I’m currently still in lesson 2 of Part1, and I felt like rewitting the vgg16.py just for fun.
I kinda understand the part:
I understand that this part is trying to build the entire vgg16 neural network as having bunch of differnt layers. Just seeking confirmation here: the reason why I can’t run this code with any other configuration (e.g. remove a convolution layer) is because we are loading the weights from vgg16.h5, which have a preset amount of layers and nodes, right?
Also I felt like fiddling by building my own layers to see if I can get better in cats & dogs. Any idea?
If you change the structure, you will have to retrain on all of imagenet. The step where the weights are loaded in knows the structure of the model. Somebody further along than me may have different better advice, but I would say no. You can change the last few layers aka fine tune and since the weights are still in place for most of the layers and are not trainable, that will allow you to just retrain a few weights near the end of the layers while keeping the rest of the model “Locked Down”. If this is doable without retraining using imagenet though, so don’t take this answer as an absolute, this is just my understanding as a fellow student.
The weights are dependent on the structure of the model. If you want to say use 3 of the convolutional layers (I have not tried that) you will need to understand the code and load the weights for the connections that you are keeping. Jeremy does that when he inserts some layers in between these layers (BatchNormalization introduced in lesson 4 or 5 I don’t remember exactly when) so it is possible. Don’t worry as you go along the lessons new kind of layers are introduced and then you can try this out when you better understanding of which layers do what. One simpler thing to do would be change more layers to be trainable. Currently only the fully connected layers are marked trainable but you can change that.
It is possible to take layers from the end after loading the weights and replacing them with what you want to use. This way you can use the weights code already present. But remember the more layers you are taking out the more you are losing from the already trained model.

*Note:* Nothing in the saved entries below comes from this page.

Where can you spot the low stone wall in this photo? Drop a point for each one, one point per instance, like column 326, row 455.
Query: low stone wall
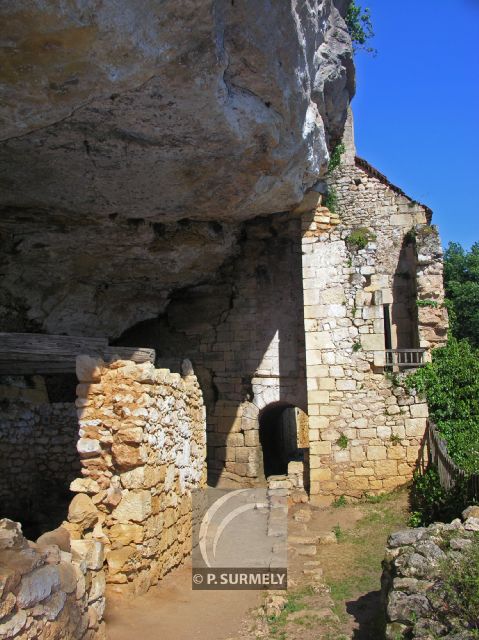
column 412, row 590
column 143, row 448
column 50, row 589
column 38, row 459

If you really want to try playing with layers you can pick up a simpler problem like MNIST. You can do this from scratch for cats vs dogs but that would require lot of compute and time. Jeremy mentioned later that doing it from scratch is usually not what people would want to do.
As you go along these things become more clear. If you want to play I would suggest do it but with a simpler problem like MNIST.
Thanks Kevin and Assem for your great explanations!